Aku kemudian mendekat ke dinding tembok dibawah lubang. Dan baunya sangat tidak enak, bangkai hewan besar kalau aku prediksi. Setelah mengendus bau – bau itu Lala dan Aning kembali berteriak kencang memanggil nama kami berdua. Aku dan Ninda mengengarnya lalu berjalan menujur ke kamar, saat sampai diruang makan, ibu bangun juga dan mengikutiku .
Tetap seperti yang aku lihat sebelumnya, Lala dan Aning berpelukan kembali. Merekapun bilang kalau wewe itu berdiri di pojokan kanan kamar jauh dari pintu kamar. Ibu yang disana juga ketakutan kepada kami, tetapi tidak bagi wewe nya. Ibu lalu bergegas wudhu dan membawa alquran kecil untuk dibacanya.
Dengan 03 am kami kelelahan. Kita semua memutuskan untuk mencoba tidur. Ibuku tetap duduk bersandar di tempat tidur Ninda sambil membaca alquran tersebut.
=====================================================================================
Singkat cerita, besoknya dipanggilkan orang pintar. Dan kyai tersebut bilang kalau wewe gombelnya enggan pergi dari pohon itu. Wewe itu mau pergi kalau ada yang mau menggendongnya sampai pohon besar di pinggir jalan pantura daerah jawa timur..

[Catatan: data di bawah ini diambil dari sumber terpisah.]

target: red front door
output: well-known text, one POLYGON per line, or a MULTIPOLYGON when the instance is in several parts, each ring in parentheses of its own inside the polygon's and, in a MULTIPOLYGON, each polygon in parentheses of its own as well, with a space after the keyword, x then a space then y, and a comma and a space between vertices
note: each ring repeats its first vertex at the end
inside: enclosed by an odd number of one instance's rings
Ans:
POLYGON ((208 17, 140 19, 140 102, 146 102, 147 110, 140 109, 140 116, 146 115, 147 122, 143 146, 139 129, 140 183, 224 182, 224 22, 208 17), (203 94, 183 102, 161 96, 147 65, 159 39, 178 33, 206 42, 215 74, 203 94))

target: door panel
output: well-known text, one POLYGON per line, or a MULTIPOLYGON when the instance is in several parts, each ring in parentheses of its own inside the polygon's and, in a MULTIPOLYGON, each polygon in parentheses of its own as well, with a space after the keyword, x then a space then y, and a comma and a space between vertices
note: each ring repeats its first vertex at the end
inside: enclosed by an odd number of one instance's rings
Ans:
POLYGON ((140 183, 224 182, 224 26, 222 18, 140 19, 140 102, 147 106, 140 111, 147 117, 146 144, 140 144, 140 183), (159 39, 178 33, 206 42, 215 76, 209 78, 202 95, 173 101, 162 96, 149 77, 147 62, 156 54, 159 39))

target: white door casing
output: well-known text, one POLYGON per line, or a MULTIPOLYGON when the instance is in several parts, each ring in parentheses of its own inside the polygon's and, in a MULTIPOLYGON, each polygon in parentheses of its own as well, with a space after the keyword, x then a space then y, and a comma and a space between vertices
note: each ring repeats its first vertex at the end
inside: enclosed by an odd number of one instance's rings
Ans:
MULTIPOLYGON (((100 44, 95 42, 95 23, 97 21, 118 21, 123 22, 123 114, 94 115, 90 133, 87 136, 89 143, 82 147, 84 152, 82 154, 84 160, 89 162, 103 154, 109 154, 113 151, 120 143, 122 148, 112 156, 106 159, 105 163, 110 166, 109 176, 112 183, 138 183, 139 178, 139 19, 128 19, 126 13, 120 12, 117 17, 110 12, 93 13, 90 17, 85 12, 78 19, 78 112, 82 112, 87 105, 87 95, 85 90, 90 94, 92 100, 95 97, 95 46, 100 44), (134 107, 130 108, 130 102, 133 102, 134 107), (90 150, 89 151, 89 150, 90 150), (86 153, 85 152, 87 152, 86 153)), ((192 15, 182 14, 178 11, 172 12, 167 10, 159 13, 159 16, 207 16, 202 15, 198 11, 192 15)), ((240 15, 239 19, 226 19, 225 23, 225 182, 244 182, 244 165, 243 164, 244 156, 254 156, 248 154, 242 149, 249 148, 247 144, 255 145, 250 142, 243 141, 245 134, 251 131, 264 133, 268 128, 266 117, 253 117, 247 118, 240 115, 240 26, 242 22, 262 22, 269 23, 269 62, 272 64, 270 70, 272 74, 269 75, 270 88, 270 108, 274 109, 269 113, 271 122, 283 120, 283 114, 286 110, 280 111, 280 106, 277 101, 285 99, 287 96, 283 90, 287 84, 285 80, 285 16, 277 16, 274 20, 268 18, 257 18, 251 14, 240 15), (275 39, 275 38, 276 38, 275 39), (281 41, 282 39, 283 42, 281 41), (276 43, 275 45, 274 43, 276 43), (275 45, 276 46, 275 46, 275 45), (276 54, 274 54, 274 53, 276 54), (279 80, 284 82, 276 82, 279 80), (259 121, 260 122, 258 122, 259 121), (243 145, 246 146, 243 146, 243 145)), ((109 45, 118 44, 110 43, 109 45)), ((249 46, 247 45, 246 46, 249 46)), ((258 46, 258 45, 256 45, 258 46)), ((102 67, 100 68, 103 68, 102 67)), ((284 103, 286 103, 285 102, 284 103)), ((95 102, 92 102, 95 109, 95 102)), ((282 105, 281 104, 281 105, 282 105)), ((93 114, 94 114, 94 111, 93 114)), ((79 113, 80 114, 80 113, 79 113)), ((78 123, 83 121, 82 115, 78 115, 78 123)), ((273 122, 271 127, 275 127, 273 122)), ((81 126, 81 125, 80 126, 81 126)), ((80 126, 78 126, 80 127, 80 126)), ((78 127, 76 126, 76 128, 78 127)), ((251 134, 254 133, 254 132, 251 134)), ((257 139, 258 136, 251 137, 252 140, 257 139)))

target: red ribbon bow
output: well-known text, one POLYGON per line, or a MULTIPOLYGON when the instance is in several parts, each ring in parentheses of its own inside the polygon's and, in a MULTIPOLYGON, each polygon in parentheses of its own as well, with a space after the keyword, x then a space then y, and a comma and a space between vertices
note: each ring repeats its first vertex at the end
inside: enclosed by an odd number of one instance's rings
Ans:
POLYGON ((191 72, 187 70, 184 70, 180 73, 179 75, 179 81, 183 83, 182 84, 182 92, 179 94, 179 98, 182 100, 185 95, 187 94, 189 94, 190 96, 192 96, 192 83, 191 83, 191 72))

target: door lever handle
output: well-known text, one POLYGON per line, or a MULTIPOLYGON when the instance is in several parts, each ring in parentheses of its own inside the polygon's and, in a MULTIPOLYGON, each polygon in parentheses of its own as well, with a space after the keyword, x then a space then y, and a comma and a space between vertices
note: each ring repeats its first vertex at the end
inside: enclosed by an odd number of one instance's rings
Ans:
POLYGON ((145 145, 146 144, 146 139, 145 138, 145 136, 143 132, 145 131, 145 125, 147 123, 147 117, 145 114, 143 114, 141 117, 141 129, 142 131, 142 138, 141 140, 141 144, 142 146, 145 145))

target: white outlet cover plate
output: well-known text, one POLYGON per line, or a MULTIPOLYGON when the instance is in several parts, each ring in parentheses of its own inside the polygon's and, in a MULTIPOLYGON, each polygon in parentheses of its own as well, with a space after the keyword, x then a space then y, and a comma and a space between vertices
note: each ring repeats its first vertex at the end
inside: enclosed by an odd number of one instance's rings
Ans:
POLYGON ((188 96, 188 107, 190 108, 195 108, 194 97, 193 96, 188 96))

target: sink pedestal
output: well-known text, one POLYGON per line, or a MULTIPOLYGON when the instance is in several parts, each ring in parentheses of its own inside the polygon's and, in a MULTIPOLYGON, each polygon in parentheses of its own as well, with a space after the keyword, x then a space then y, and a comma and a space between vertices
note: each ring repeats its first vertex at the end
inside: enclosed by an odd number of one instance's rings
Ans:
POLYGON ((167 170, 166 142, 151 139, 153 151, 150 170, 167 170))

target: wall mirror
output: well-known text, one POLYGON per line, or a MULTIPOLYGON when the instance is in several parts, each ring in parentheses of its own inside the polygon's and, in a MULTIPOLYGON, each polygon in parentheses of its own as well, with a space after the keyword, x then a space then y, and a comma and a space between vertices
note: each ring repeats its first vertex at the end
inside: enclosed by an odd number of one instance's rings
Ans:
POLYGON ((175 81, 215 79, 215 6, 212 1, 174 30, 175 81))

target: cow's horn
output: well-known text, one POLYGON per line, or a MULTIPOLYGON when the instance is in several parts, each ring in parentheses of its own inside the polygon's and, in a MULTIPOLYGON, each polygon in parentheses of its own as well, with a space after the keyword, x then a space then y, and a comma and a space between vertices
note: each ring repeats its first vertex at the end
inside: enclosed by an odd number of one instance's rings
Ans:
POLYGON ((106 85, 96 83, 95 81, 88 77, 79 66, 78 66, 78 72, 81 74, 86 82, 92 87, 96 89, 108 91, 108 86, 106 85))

Dilain waktu kyai itu datang, ibuku membeli gorengan dan beberapa jajanan untuk menyambut kyai itu datang. ketika bapak ibu dan kyai tersebut menuju pohon randu tersebut. aku jahil dan memakan bakwan mendoan dengan lombok yang sangat banyak yang dsuguhkan ibu dan bapak buat kyai tersebut di lincak depan rumah. ya aku makan seperti tidak mempuyai dosa waktu itu hingga berselang lama perutku sangat mules sekali. dengan rasa sedikit takut bahwa dari kita bertiga, aku Aning dan Ninda itu sama sekali belum pernah menjajal wc itu waktu malam hari, berada pada belakang rumah yang terpisah dengan bangunan rumah itu sangat gelap. jadi itu rekor buat aku tersendiri untuk menjajal bab di wc itu pada malam hari. aku saat itu lari terbiri - birit melewati ibu dan bapak menemani kyai disamping rumah. Ibu yang melihatku seolah sudah tahu kalau aku mau bab.
dengan suasanya yang agak merinding aku mengeluarkan kotoran dari tubuhku dan membuangnya. rasa ketakutan sudah mengalahkan ambisiku untuk mengeluarkan kotoran panas itu. setelah sudah selesai, aku berdiri dan menaikan celanaku. ada yang sangat aneh dengan paha kakiku. kedua paha kakiku membesar seperti kaki gajah, dan anehnya kakiku sama sekali tidak merasakan sakit. aku ketakutan dan menjerit memanggil - manggil orang tuaku karena celana yang mau aku pakai sama sekali tidak bisa aku pakai dan tidak muat karena pahaku besar. jadi cuma sebatas lutu saja celanaku terpakai. tidak berselang lama Ibu dan Bapak kaget, mereka berdua ketakutan. hingga Lala Ninda dan Aning menghampirku dengan di ikuti kyai tersebut karena ibuku menjerit - njerit ketakutan. Lalu kyai tersbut bilang untuk menyuruh Ninda Lala dan Aning untuk masuk mengambilkan sarung agar aku bisa keluar dari dalam wc.
Aku saat itu diobati dengan daun kelor oleh kyai tersebut. kyai itu mendoakan dan menepuk - tepukan daun kelor tadi kepahaku. Tanpa terlihat karena aku tutup dengan sarung. pahaku kembali normal. dan kyai tersebut bilang kalau aku baru saja menendang mainan "pasar - pasaran" anak dari penghuni rumah dan membuat orangtuanya dari penghuni rumah marah kepadaku.